Grès brun » Journal de pierre brune » Philosophie » Sommes-nous trop prêts pour la prochaine pandémie ?

Sommes-nous trop prêts pour la prochaine pandémie ?

PARTAGER | IMPRIMER | E-MAIL

Nous sommes loin d'accepter ce qui s'est passé au cours des deux dernières années. Les camps de la pensée sont partout. 

Certaines personnes considèrent tout cela comme un fiasco de panique irrationnelle et de contrainte injustifiée à tous les niveaux de la société. Jean Tamny et moi sont dans ce camp, avec la multitude de signataires de la Déclaration de Great Barrington et un nombre croissant de scientifiques et du grand public. Notre espoir est que nous voyons l'erreur de nos manières et que la prochaine pandémie sera gérée comme 1957, 1968 et 2009 : la maladie est traitée comme une question de relations médecin/patient, et non comme une opportunité pour une prise en charge de la vie à l'échelle de la société par le gouvernement et leurs conseillers médicaux. 

Mais d'autres ne sont pas d'accord. Ils croient que le vrai problème n'était pas assez de suivi et de traçabilité, trop peu de contrôle, trop de diversité de réponses, trop de pandémie se déplaçant et trop de gens ne tenant pas compte des ordonnances de quarantaine. Trop d'entreprises, d'écoles et d'églises ont ouvert trop tôt. Bref, il y avait trop de liberté. Certains d'entre eux se préparent déjà pour la prochaine fois. Ils écrivent des articles demandant encore plus de pouvoir aux élites médicales/politiques pour nous enfermer. 

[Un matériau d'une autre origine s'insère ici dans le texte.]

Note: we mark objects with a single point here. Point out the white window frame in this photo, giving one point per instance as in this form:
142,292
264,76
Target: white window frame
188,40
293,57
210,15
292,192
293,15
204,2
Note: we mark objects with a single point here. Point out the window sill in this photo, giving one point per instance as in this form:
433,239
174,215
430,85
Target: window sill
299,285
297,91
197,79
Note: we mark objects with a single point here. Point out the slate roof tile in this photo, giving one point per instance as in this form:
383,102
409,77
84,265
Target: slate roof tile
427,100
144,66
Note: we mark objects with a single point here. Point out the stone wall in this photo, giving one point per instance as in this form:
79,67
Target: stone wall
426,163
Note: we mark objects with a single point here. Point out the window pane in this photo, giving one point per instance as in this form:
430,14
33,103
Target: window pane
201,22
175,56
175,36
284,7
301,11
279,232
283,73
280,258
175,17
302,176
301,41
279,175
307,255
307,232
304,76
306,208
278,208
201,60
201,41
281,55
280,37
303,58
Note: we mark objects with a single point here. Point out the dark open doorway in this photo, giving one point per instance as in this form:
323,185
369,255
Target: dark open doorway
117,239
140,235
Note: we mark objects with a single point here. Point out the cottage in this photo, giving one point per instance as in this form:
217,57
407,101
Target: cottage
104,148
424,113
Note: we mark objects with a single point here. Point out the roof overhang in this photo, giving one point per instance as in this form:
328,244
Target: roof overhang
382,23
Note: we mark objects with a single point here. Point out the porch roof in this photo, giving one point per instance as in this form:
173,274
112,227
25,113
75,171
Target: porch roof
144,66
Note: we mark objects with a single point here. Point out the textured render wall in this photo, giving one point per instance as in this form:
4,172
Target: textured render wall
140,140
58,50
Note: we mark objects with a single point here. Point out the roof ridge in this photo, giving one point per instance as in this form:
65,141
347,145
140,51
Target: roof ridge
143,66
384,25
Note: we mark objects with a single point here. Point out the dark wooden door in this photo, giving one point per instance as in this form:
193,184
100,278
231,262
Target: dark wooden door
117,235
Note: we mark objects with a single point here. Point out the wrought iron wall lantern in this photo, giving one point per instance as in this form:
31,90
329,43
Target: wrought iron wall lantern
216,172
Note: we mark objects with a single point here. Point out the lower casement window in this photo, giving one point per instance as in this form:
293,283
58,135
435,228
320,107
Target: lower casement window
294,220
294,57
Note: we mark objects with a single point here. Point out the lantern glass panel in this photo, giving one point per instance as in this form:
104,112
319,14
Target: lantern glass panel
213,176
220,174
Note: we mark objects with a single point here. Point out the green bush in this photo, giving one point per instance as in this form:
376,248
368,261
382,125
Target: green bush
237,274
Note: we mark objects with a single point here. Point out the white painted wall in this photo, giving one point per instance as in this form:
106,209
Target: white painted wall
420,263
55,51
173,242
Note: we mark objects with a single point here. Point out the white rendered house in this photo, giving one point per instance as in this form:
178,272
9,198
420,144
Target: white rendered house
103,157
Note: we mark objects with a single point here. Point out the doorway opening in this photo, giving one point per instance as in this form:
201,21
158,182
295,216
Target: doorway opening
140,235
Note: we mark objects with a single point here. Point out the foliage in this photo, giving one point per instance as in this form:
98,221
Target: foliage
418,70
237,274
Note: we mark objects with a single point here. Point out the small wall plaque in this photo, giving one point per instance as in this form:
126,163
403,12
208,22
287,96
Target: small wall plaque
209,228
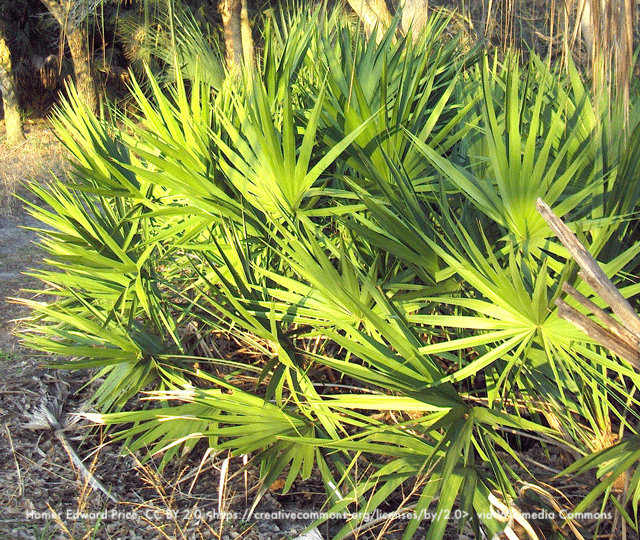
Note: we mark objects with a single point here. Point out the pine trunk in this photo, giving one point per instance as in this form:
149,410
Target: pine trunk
231,11
374,14
78,41
414,17
12,118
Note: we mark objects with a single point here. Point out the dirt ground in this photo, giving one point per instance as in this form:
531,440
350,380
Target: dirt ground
42,494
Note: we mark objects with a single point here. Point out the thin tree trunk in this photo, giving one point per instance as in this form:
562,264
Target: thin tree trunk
78,40
246,34
231,22
374,14
12,118
414,16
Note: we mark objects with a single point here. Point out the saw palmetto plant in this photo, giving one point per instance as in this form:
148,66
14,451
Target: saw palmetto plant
360,215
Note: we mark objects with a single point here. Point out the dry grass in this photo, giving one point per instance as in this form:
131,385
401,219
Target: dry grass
35,159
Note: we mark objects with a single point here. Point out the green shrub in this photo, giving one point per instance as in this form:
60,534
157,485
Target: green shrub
356,208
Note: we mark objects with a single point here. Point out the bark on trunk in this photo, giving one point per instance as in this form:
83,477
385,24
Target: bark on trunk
231,22
12,118
246,34
414,16
78,40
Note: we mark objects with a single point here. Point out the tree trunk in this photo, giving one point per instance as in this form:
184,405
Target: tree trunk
414,16
231,22
77,38
246,34
374,14
12,118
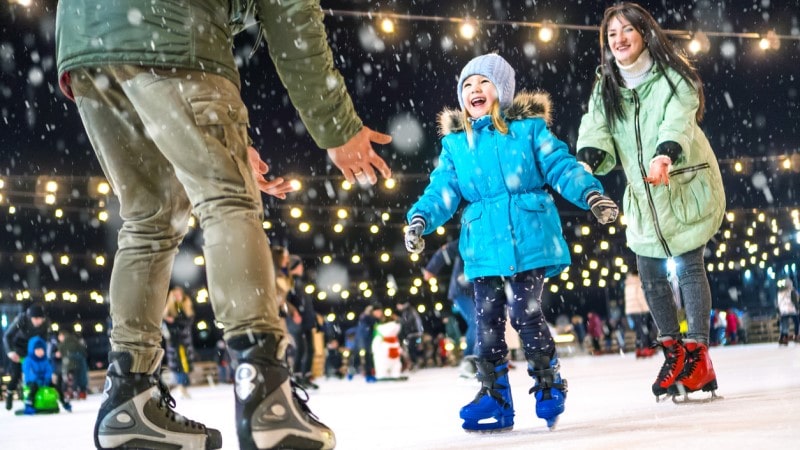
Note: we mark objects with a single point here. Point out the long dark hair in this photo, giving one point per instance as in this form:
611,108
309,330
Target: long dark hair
661,49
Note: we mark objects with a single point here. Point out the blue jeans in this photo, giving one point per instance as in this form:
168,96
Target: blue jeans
524,310
466,307
695,291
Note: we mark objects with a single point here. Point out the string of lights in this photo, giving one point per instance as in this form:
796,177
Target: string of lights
548,30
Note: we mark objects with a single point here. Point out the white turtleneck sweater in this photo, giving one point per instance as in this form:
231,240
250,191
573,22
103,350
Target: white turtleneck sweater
635,73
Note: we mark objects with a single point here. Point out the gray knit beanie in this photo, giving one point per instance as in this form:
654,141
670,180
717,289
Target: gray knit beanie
497,70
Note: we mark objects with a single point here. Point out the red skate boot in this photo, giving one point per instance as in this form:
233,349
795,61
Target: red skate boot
674,359
698,372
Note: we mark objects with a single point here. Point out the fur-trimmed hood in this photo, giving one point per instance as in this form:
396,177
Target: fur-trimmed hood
526,105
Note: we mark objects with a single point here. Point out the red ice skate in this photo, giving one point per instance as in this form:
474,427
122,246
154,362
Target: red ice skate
698,372
674,359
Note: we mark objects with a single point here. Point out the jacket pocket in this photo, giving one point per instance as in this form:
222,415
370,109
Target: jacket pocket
691,193
470,232
630,207
532,201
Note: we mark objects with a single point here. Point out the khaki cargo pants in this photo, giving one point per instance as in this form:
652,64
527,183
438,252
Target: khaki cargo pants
173,142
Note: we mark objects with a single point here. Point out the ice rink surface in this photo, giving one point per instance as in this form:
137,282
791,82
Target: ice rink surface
609,406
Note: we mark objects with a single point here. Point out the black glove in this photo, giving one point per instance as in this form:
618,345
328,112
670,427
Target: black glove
603,207
414,241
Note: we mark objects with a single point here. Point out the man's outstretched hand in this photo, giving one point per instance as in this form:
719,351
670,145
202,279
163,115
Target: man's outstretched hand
357,160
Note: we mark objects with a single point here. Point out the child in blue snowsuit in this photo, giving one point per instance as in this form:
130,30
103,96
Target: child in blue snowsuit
497,157
37,371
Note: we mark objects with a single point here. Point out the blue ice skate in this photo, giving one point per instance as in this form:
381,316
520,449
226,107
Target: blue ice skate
492,410
550,390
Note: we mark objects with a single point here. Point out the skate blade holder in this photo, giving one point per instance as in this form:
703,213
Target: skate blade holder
488,422
683,398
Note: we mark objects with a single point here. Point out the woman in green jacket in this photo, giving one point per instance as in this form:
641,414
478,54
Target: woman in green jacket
643,113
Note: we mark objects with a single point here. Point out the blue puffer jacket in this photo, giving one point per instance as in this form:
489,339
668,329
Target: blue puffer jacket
34,369
510,223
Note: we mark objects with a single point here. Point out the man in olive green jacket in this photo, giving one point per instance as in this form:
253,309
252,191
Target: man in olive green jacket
158,90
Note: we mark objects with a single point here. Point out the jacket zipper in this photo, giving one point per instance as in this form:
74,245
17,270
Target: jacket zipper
647,186
508,195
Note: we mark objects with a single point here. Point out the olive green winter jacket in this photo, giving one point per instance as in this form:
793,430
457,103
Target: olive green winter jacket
662,221
198,35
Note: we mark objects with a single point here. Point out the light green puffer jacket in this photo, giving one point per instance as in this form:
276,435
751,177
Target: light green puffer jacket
662,221
198,35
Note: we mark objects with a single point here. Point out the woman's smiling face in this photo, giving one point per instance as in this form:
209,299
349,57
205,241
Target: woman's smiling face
479,94
624,40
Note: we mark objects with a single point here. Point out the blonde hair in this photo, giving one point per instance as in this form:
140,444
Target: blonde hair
497,120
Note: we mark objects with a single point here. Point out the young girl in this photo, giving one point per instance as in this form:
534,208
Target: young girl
497,156
644,110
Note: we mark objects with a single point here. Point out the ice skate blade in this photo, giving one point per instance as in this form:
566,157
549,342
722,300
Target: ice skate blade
490,430
683,397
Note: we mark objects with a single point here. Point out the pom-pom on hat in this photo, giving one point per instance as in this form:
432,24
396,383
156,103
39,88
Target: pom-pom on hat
497,70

Un bon exemple est "Nous ne sommes pas prêts pour une autre pandémie" d'Olga Khazan, apparaissant dans The Atlantic. Cela commence assez raisonnablement par un appel à davantage d'agents de santé publique (qui peut s'y opposer ?) et à des tests plus nombreux et plus précoces (les tests ont été le premier échec américain qui a contribué à la panique publique). Mais ensuite, il plonge plus profondément dans l'abîme. Il nous faut plus de masques et plus tôt ! Ah bon? Y a-t-il des preuves claires qu'ils ont fait quoi que ce soit pour arrêter la propagation cette fois-ci ? Pas que j'ai vu. Pour croire cela, vous devez ignorer une énorme quantité de preuves contraires. 

Ça s'empire. L'auteur pense que tout le monde aurait dû être payé pour rester à la maison et que cela aurait dû être automatique. "Si les congés payés ne sont pas établis par la législation avant la prochaine pandémie", écrit l'auteur, "les Américains se retrouveront dans la même situation, se traînant au travail et propageant des agents pathogènes derrière eux".

Ainsi, la solution aux germes est un État-providence universel, toujours opérationnel, encore plus grand que les billions de dollars jetés l'année dernière qui ont fini par engraisser les comptes bancaires des personnes qui ont pu maintenir leur salaire tout en travaillant à domicile, tandis que d'autres ont trouvé eux-mêmes avec de l'argent supplémentaire pour alimenter les habitudes de consommation de drogue et d'alcool (les recherches sur ce point se déverseront pendant des années). 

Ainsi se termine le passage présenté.